Karakin is PlayerUknown’s Battlegrounds’ newest map and also its smallest. Its size, combined with its layout and faster-moving circles make it one of the most frantic and fun PUBG experiences so far.

But none of those features are what truly make it special. What brings me joy is the fact that it’s littered with tiny explosives that you can stick to practically anything.

Karakin is built around the conceit of destructible environments. PUBG Corporation studio director Dave Curd told Polygon in a phone interview that the premise was “what if, in the final circle, you could have an entire city that was half exploded?”

This kind of wholesale destruction comes through with the game’s new Black Zones, missile strikes that can level entire city blocks. The impact zones are small, but when you’re nearby one, they’re terrifying (something Curd said was very much by design). Since buildings on other maps are the pinnacle of safety, watching one get destroyed is unsettling. But, while Black Zones are somewhat anonymous, Karakin also offers devastation on a more personal level. That’s where Sticky Bombs come in.

Players can throw these new explosives and they’ll stick to whatever they hit. After a short time, the phone attached to the explosives rings and the charge detonates, blowing away doors, crumbly walls, and players in its path.

It’s a satisfying explosion, but it’s also surprisingly funny. Every sound in PUBG, until the introduction of Karakin, was grating and blunt, like the bangs of gunshots or the dull thud of explosions. But Sticky Bombs’ ear-shattering boom is always preceded by a cell phone ringer.

As it turns out, when every other sound in the game lands with a crash, hearing a ringtone that sounds like Nokia rejected it in 1998 can be both hilarious and absolutely panic inducing.

A player runs by a wall that’s recently been destroyed in PUBG’s Karakin map
The aftermath of a Sticky Bomb

PUBG’s regular grenades roll or bounce, but Sticky Bombs can be attached to just about anything, which means they can come from any angle. And while frag grenades can be cooked to explode instantly, the Sticky Bombs’ cacophonous cell phone has its own sort of comedic timing.

Curd himself mentioned a Reddit clip he saw where one player chased another into a small closet. The player outside stuck a Sticky Bomb to the closet’s metal door and opened it inward.

Suddenly, the closet-dweller could either run out and get shot, or die to the explosion after listening to the taunting cell phone ring. The player, paralyzed by indecision, just let the bomb kill him.

“I just had proud daddy tears down my cheek because it’s like, holy shit,” Curd says. “We [as designers] know all the shit that it sticks to, but how fast the players grok it […] I was expecting to see content like this online. I didn’t think we’d see it so fast.”

But inventing new and more torturous ways to win isn’t the only thing these new Karakin explosives are good for. All around the map are Zelda-style discolored walls and each one of them can be destroyed with Sticky Bombs.

Curd calls this idea a “lock and key mechanism.” In this case the lock is a solid wall and the key is an explosion. He says that this was something he and executive producer TS Jang came up with as part of the map’s initial pitch, but the idea was to use crowbars to pry open special doors. Eventually, he explains, that turned into explosives.
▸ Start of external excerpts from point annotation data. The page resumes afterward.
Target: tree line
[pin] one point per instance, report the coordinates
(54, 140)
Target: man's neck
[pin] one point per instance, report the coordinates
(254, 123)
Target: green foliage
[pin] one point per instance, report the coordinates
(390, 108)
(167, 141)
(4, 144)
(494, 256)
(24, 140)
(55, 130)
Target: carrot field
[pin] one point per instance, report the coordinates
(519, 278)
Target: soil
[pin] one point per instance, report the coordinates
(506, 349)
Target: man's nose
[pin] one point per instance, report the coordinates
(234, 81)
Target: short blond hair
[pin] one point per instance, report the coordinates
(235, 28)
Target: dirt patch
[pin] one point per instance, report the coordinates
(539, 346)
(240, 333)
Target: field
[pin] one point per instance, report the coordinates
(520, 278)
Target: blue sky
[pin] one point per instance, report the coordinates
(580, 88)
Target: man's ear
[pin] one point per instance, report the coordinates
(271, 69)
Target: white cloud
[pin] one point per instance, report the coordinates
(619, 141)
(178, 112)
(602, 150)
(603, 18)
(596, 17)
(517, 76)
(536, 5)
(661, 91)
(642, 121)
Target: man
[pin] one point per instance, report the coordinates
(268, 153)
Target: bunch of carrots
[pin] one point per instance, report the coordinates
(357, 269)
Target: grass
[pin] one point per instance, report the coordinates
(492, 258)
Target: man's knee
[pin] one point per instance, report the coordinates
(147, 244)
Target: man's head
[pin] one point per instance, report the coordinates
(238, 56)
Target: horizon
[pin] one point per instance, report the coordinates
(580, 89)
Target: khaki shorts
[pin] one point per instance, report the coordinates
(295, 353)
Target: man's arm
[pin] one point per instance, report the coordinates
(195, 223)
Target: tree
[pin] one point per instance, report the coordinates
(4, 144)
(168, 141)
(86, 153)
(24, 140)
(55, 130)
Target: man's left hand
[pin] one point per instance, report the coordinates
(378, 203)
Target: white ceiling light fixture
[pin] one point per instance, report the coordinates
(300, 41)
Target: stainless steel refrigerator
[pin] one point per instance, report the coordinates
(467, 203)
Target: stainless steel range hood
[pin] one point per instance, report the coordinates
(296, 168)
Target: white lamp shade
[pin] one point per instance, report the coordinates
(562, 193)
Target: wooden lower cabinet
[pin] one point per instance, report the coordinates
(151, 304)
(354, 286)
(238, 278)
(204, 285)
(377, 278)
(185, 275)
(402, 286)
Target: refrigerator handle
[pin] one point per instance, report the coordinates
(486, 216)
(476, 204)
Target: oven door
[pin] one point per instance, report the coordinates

This change let the team create breach points, which open up new ways to play around buildings.

Two players walk down a staircase on PUBG’s Karakin with a hole in the ceiling above them
A hole in the ceiling created by Stick Bombs

Breach points make every fight in Karakin’s few cities feel different. They make for unique offensive tactics, so you can storm a building from an unexpected angle, but they’re fantastic tools of evasion as well. In more than one game I’ve listened to the footsteps of enemy squads as they stormed my building, blown a hole in the wall next to me and, jumped out, with the ringing cell phone acting like a taunt to the approaching enemies as I leave from an exit that didn’t exist seconds ago.

Sure, I could have fought the other squads in any of these situations, and if I won those stories would be fantastic. But I’ve got every other PUBG map to do that on. Only Karakin lets me bust out of a building like a Looney Tunes character with a stick of dynamite.